Initially, investigators looked for links between the two men and other Middle Eastern terrorist organizations. The arrests came two days after a double suicide bombing in Jerusalem that was claimed by the militant Islamic organization Hamas. Hamas denied any connection with the two men, stating that its enemies were Israeli Zionists, not Americans. One man, Lafi Khalil, had the name of a known member of a terrorist organization in his address book; however, no links were ever discovered.

Maizar and Khalil were both arraigned in their hospital beds. On August 19, 1997, they were indicted on federal conspiracy and weapons charges.

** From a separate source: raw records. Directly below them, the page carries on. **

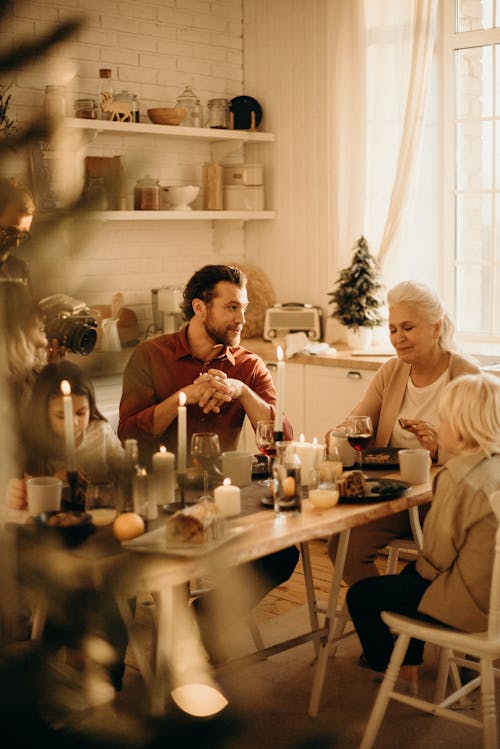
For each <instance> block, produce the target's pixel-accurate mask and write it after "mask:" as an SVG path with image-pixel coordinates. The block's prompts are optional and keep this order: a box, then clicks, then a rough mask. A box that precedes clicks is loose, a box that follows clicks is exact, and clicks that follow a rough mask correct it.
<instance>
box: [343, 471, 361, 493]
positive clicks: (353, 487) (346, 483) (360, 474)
mask: <svg viewBox="0 0 500 749" xmlns="http://www.w3.org/2000/svg"><path fill="white" fill-rule="evenodd" d="M338 487H339V494H340V496H341V497H359V496H360V495H361V494H364V493H365V489H366V480H365V477H364V475H363V474H362V472H361V471H344V473H343V474H342V476H341V477H340V479H339V481H338Z"/></svg>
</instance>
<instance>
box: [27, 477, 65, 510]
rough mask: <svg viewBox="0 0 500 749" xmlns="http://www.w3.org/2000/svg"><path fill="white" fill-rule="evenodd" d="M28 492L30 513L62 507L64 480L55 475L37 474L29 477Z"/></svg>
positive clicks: (49, 509) (58, 509)
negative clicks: (40, 475)
mask: <svg viewBox="0 0 500 749" xmlns="http://www.w3.org/2000/svg"><path fill="white" fill-rule="evenodd" d="M26 493H27V496H28V512H29V514H30V515H39V514H40V513H41V512H53V511H54V510H56V511H57V510H60V509H61V496H62V481H61V479H58V478H56V477H55V476H37V477H35V478H31V479H28V480H27V481H26Z"/></svg>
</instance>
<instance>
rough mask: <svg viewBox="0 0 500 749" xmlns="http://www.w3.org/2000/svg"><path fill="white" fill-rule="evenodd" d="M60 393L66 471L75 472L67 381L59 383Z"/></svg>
mask: <svg viewBox="0 0 500 749" xmlns="http://www.w3.org/2000/svg"><path fill="white" fill-rule="evenodd" d="M61 393H62V397H63V407H64V444H65V448H66V470H67V471H76V455H75V431H74V416H73V398H72V397H71V385H70V384H69V382H68V381H67V380H62V382H61Z"/></svg>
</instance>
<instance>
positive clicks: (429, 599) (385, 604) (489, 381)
mask: <svg viewBox="0 0 500 749" xmlns="http://www.w3.org/2000/svg"><path fill="white" fill-rule="evenodd" d="M439 416H440V423H439V429H438V433H439V439H440V443H441V445H442V446H443V447H444V448H445V449H446V451H447V454H448V455H449V456H450V457H449V458H448V460H447V461H446V463H445V465H444V467H443V468H441V469H440V471H439V473H437V474H436V475H435V476H434V479H433V486H432V488H433V499H432V505H431V508H430V510H429V513H428V515H427V518H426V520H425V525H424V529H423V530H424V541H423V550H422V551H421V552H420V554H419V556H418V559H417V560H416V562H410V563H409V564H408V565H406V567H405V568H404V569H403V570H402V572H401V573H400V574H399V575H381V576H380V577H378V578H373V577H372V578H367V579H365V580H360V581H359V582H357V583H356V584H354V585H352V586H351V587H350V589H349V590H348V592H347V605H348V608H349V613H350V615H351V617H352V621H353V623H354V626H355V628H356V632H357V634H358V636H359V639H360V641H361V644H362V646H363V655H362V656H361V658H360V665H363V666H367V667H369V668H371V669H373V670H374V671H385V669H386V668H387V665H388V663H389V660H390V657H391V654H392V650H393V645H394V638H393V636H392V634H391V632H390V630H389V627H388V626H387V625H386V624H385V623H384V621H383V620H382V618H381V613H382V611H394V612H397V613H399V614H404V615H406V616H411V617H412V618H417V619H418V618H422V619H424V620H426V621H429V620H430V621H437V622H438V623H444V624H446V625H448V626H451V627H455V628H457V629H460V630H462V631H464V632H482V631H484V630H485V629H486V628H487V626H488V610H489V599H490V588H491V577H492V568H493V558H494V553H495V549H494V546H495V535H496V531H497V521H496V518H495V515H494V513H493V511H492V509H491V505H490V502H489V497H490V495H491V494H492V493H493V492H495V491H497V490H499V489H500V380H499V379H498V378H496V377H495V376H493V375H487V374H477V375H464V376H462V377H458V378H457V379H455V380H453V382H450V383H448V384H447V385H446V387H445V388H444V390H443V392H442V394H441V397H440V401H439ZM423 650H424V643H423V642H421V641H420V640H414V639H413V640H411V641H410V644H409V646H408V651H407V653H406V656H405V659H404V661H403V664H404V665H403V666H402V668H401V671H400V679H401V681H402V682H403V684H404V682H406V684H404V685H405V686H407V687H409V691H410V692H411V693H413V694H416V691H417V668H418V666H419V665H420V664H421V663H422V660H423Z"/></svg>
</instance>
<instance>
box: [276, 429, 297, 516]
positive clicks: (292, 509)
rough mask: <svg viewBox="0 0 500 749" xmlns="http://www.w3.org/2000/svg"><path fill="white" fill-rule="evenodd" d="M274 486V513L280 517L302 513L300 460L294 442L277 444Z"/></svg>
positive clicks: (279, 442) (294, 443)
mask: <svg viewBox="0 0 500 749" xmlns="http://www.w3.org/2000/svg"><path fill="white" fill-rule="evenodd" d="M273 486H274V511H275V512H276V513H277V514H278V515H281V514H285V513H286V514H297V513H299V512H301V510H302V493H301V486H300V460H299V457H298V455H297V452H296V447H295V443H294V442H287V441H285V442H276V458H275V459H274V463H273Z"/></svg>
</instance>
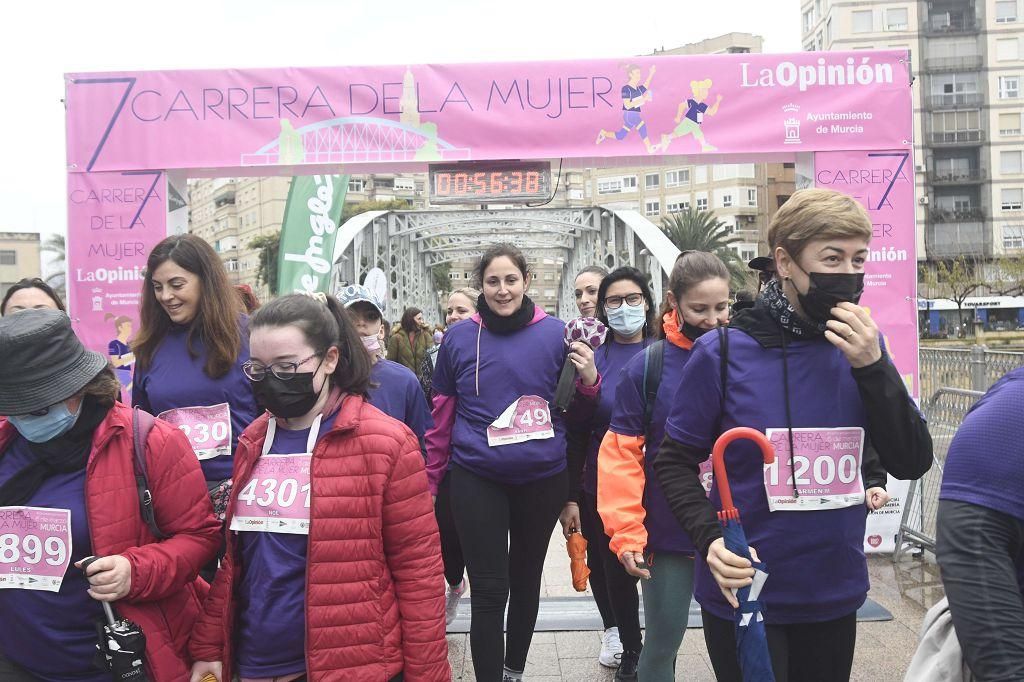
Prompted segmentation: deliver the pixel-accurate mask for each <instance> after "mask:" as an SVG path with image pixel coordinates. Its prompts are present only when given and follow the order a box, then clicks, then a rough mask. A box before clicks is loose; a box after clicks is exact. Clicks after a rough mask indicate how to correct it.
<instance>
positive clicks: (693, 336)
mask: <svg viewBox="0 0 1024 682" xmlns="http://www.w3.org/2000/svg"><path fill="white" fill-rule="evenodd" d="M680 331H681V332H682V333H683V336H685V337H686V338H687V339H689V340H690V341H696V340H697V339H699V338H700V337H701V336H703V335H705V334H707V333H708V332H710V331H711V330H710V329H705V328H703V327H697V326H696V325H691V324H689V323H688V322H686V321H683V326H682V327H681V328H680Z"/></svg>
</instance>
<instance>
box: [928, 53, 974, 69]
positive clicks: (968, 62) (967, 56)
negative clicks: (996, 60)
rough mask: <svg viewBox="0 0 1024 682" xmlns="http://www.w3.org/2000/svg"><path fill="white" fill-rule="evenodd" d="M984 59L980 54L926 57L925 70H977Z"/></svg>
mask: <svg viewBox="0 0 1024 682" xmlns="http://www.w3.org/2000/svg"><path fill="white" fill-rule="evenodd" d="M983 62H984V59H983V58H982V56H981V55H980V54H969V55H967V56H955V57H928V58H926V59H925V71H932V72H939V71H941V72H954V71H978V70H979V69H981V65H982V63H983Z"/></svg>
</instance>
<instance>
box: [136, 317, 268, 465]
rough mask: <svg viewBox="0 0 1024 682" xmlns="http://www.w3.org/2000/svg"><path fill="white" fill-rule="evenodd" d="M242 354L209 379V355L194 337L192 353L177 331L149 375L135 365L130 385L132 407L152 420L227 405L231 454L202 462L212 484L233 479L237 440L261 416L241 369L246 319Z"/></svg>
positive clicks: (245, 358)
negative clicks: (227, 478) (190, 354)
mask: <svg viewBox="0 0 1024 682" xmlns="http://www.w3.org/2000/svg"><path fill="white" fill-rule="evenodd" d="M242 328H243V329H242V352H240V353H239V358H238V359H237V360H236V363H234V366H233V367H232V368H231V369H230V370H229V371H228V372H227V374H225V375H224V376H223V377H221V378H219V379H211V378H210V377H209V376H207V374H206V372H205V371H204V369H203V368H204V366H205V365H206V350H205V347H204V344H203V341H202V340H201V339H200V338H199V335H196V336H195V337H194V338H193V350H194V351H195V352H196V357H193V356H191V355H190V354H189V353H188V348H187V345H186V343H185V340H186V338H187V336H188V332H187V330H186V329H185V328H183V327H178V326H173V327H172V328H171V330H170V331H169V332H168V333H167V336H166V337H165V338H164V340H163V342H162V343H161V344H160V346H159V347H158V348H157V352H156V353H154V356H153V363H152V364H151V365H150V367H147V368H146V369H145V370H142V369H140V368H139V367H138V364H137V363H136V365H135V378H134V383H133V386H132V404H133V406H137V407H139V408H141V409H142V410H145V411H146V412H148V413H150V414H152V415H159V414H160V413H162V412H166V411H167V410H174V409H175V408H196V407H207V406H214V404H220V403H222V402H226V403H227V404H228V407H229V409H230V411H231V455H230V456H222V457H215V458H213V459H209V460H202V461H201V462H200V466H202V467H203V475H204V476H206V479H207V480H209V481H221V480H224V479H225V478H230V477H231V461H232V459H233V454H234V451H236V450H237V449H238V445H239V436H240V435H242V432H243V431H245V430H246V427H248V426H249V424H251V423H252V421H253V420H254V419H256V417H258V416H259V415H260V413H261V411H260V410H259V408H257V407H256V398H255V397H253V390H252V385H251V384H250V383H249V380H248V379H247V378H246V375H245V374H243V373H242V365H243V364H245V363H246V361H247V360H248V359H249V333H248V331H247V330H248V317H245V316H243V319H242Z"/></svg>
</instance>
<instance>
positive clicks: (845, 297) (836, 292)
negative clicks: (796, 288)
mask: <svg viewBox="0 0 1024 682" xmlns="http://www.w3.org/2000/svg"><path fill="white" fill-rule="evenodd" d="M807 276H809V278H810V285H809V286H808V288H807V293H806V294H801V293H799V292H798V293H797V300H799V301H800V305H801V306H803V308H804V312H805V313H806V314H807V317H808V318H809V319H811V321H812V322H816V323H822V324H823V323H825V322H827V321H829V319H831V309H833V308H835V307H836V306H837V305H839V304H840V303H842V302H844V301H848V302H850V303H858V302H859V301H860V295H861V294H863V293H864V273H863V272H856V273H854V274H846V273H844V272H808V273H807Z"/></svg>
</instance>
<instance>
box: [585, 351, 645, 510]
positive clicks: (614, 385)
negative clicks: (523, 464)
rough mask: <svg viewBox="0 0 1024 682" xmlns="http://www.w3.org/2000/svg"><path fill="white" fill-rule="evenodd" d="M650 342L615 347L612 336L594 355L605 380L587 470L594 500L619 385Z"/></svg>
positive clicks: (596, 416) (587, 445)
mask: <svg viewBox="0 0 1024 682" xmlns="http://www.w3.org/2000/svg"><path fill="white" fill-rule="evenodd" d="M650 343H651V342H650V340H649V339H644V340H642V341H640V342H639V343H625V344H624V343H615V342H614V341H612V340H611V335H610V334H609V335H608V341H607V342H606V343H605V344H603V345H601V346H600V347H598V349H597V350H596V351H594V364H595V365H596V366H597V372H598V374H600V375H601V376H602V377H604V379H603V380H602V381H601V394H600V396H599V399H598V402H597V404H596V406H595V408H594V417H593V419H592V420H591V422H590V425H589V426H590V437H589V439H588V444H587V462H586V464H584V468H583V489H584V491H586V492H587V493H588V494H589V495H591V496H596V495H597V453H598V451H600V450H601V440H602V439H604V433H605V431H607V430H608V422H609V421H610V420H611V408H612V406H614V404H615V391H616V388H615V387H616V385H617V384H618V381H620V376H621V374H622V371H623V368H624V367H626V364H627V363H628V361H629V360H630V359H631V358H632V357H633V356H634V355H637V354H640V353H642V352H643V349H644V348H646V347H647V346H649V345H650Z"/></svg>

A year later, during the opening remarks of the trial, Maizar's defense claimed that Maizar and his associates were actually trying to defraud the government of reward money offered by the U.S. State Department for information related to terrorist bombings, not kill innocent people. A copy of the “suicide note” that had been mailed to the State Department on July 29 was the defense's main evidence. However, Maizar later testified that he planned to kill as many Jews as possible in a suicide attack—but not on a subway. He also claimed that Khalil knew nothing of the planned attack.

On July 23, 1998, Maizar was found guilty; in March 1999, he was sentenced to life in prison. Khalil, who was acquitted of conspiracy charges, was sentenced to three years in prison in December 1998 for immigration fraud.